Pielke criticizes the lack of scrutiny in scenario development, noting that a small, unaccountable group of experts shapes these scenarios, which influence global policy for decades. He argues that this process, which starts with desired temperature outcomes rather than plausible socioeconomic assumptions, is fundamentally flawed and risks misguiding policy.

The Path Forward
Pielke concludes by questioning why a select group of experts controls scenario development and why flawed studies persist in the literature. He recounts a telling anecdote: an IPCC working group chair privately acknowledged the implausibility of RCP 8.5 but felt unable to say so publicly due to institutional constraints. This highlights a broader issue: the climate research community’s reluctance to self-correct, driven by institutional pressures and the politicization of science.

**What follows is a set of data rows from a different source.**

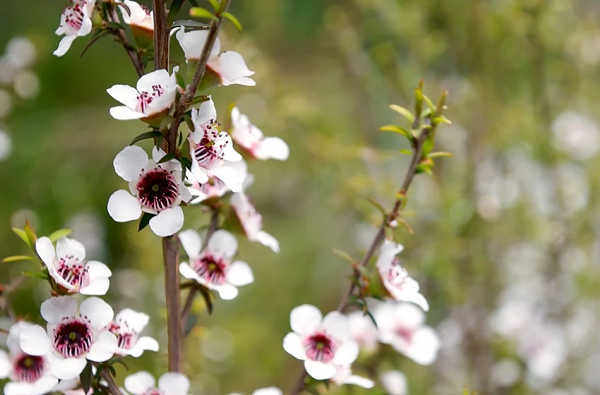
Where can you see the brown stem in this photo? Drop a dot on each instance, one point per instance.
(133, 55)
(174, 327)
(186, 99)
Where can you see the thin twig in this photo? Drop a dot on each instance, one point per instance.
(133, 55)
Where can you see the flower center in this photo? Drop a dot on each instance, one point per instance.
(28, 368)
(73, 271)
(211, 269)
(73, 337)
(145, 98)
(157, 190)
(319, 347)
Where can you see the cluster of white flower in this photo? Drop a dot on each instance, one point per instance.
(328, 346)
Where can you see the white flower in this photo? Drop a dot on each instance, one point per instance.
(156, 188)
(344, 375)
(126, 327)
(75, 21)
(395, 278)
(74, 335)
(228, 66)
(172, 383)
(363, 330)
(322, 343)
(252, 140)
(140, 17)
(394, 382)
(68, 267)
(29, 374)
(401, 326)
(153, 96)
(251, 221)
(213, 266)
(212, 151)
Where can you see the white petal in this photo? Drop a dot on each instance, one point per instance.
(66, 368)
(64, 45)
(173, 383)
(167, 222)
(45, 250)
(54, 309)
(292, 344)
(123, 207)
(139, 382)
(130, 162)
(34, 341)
(124, 94)
(97, 311)
(191, 242)
(305, 319)
(319, 370)
(223, 243)
(336, 324)
(346, 354)
(273, 147)
(123, 113)
(103, 348)
(226, 291)
(267, 240)
(239, 274)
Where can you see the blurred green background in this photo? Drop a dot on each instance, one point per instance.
(506, 236)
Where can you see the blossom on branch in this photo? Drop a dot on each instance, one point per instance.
(212, 151)
(154, 188)
(324, 344)
(213, 266)
(28, 374)
(67, 266)
(73, 335)
(149, 101)
(251, 139)
(251, 221)
(75, 21)
(229, 67)
(396, 279)
(126, 327)
(172, 383)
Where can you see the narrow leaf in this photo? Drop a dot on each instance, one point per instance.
(233, 20)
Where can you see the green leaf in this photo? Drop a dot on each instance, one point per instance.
(21, 233)
(17, 258)
(86, 378)
(59, 234)
(199, 12)
(147, 135)
(145, 220)
(404, 112)
(233, 20)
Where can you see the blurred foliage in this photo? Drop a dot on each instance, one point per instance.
(514, 203)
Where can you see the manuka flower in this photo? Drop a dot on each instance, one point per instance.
(251, 221)
(67, 266)
(149, 101)
(229, 67)
(73, 336)
(251, 139)
(28, 374)
(155, 188)
(213, 266)
(212, 151)
(75, 21)
(401, 326)
(395, 278)
(172, 383)
(324, 344)
(127, 326)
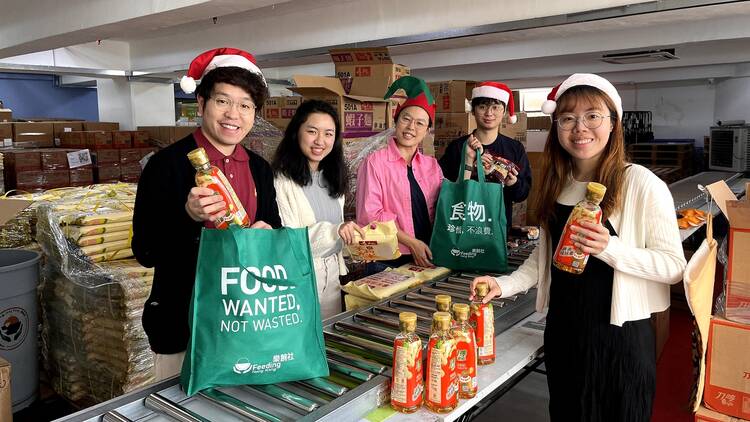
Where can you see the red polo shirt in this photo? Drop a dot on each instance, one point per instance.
(236, 168)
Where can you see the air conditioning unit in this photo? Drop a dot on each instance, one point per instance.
(645, 56)
(730, 148)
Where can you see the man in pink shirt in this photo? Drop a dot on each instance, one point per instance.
(400, 183)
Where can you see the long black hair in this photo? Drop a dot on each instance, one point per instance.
(289, 160)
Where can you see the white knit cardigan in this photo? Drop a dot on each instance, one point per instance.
(295, 211)
(646, 254)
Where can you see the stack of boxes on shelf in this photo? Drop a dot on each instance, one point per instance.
(47, 155)
(727, 382)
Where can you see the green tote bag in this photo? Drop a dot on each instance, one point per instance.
(255, 316)
(469, 232)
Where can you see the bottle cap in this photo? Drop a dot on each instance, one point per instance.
(198, 157)
(461, 311)
(443, 303)
(597, 190)
(482, 288)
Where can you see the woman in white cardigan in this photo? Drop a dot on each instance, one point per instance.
(599, 343)
(310, 177)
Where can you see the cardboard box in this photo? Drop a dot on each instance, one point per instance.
(75, 139)
(54, 159)
(105, 156)
(6, 134)
(366, 71)
(99, 140)
(107, 173)
(140, 139)
(122, 139)
(727, 388)
(6, 404)
(452, 96)
(33, 135)
(82, 176)
(35, 180)
(357, 113)
(101, 126)
(707, 415)
(58, 128)
(738, 266)
(19, 160)
(279, 110)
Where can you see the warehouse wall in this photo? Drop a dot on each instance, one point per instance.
(681, 110)
(733, 99)
(31, 95)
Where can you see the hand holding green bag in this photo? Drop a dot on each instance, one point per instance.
(255, 316)
(470, 224)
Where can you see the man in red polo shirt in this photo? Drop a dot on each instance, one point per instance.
(170, 210)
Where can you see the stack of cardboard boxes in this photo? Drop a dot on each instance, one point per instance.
(727, 387)
(45, 155)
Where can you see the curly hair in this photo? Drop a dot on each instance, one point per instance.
(250, 82)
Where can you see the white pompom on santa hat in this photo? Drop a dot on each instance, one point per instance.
(496, 91)
(218, 57)
(578, 79)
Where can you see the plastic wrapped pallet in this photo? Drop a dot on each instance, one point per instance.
(92, 301)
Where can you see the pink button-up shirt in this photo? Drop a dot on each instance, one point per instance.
(383, 192)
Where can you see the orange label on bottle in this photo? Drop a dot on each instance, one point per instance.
(442, 382)
(217, 182)
(407, 384)
(466, 360)
(567, 256)
(483, 321)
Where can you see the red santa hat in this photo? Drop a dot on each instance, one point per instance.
(496, 91)
(588, 79)
(218, 57)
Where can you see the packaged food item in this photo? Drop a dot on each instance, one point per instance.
(501, 166)
(442, 383)
(380, 285)
(211, 177)
(483, 321)
(407, 383)
(567, 257)
(466, 352)
(379, 244)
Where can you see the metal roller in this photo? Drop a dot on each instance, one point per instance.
(237, 406)
(359, 329)
(115, 416)
(158, 403)
(324, 386)
(349, 371)
(356, 361)
(292, 400)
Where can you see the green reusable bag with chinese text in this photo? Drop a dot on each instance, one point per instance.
(470, 228)
(255, 315)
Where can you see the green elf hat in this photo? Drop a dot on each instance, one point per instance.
(417, 93)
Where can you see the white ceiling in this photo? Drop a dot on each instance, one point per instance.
(528, 43)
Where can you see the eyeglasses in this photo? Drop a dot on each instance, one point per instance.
(568, 121)
(406, 121)
(494, 108)
(223, 103)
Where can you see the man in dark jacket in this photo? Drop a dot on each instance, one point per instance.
(488, 105)
(170, 210)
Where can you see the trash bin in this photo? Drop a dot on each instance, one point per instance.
(19, 276)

Despite these challenges, Pielke remains optimistic about the need for scientific assessments like those of the IPCC, which synthesize vast amounts of research. However, he stresses that integrity must be prioritized to ensure accurate information informs policy. His recommendations include greater transparency in data handling, rigorous peer review, and involving economists in disaster cost assessments. He also calls for broader participation in scenario development to ensure plausibility and relevance.

Conclusion
Roger Pielke Jr.’s lecture is a clarion call for restoring scientific integrity in climate science. Through detailed case studies, he exposes how flawed datasets and implausible scenarios have skewed perceptions of climate impacts, from hurricane damages to disaster costs and future warming. These missteps, compounded by resistance to correction, risk undermining public trust and policy effectiveness. Pielke’s work underscores the need for transparency, accountability, and a commitment to self-correction to ensure that climate science serves as a reliable foundation for addressing one of the world’s most pressing challenges.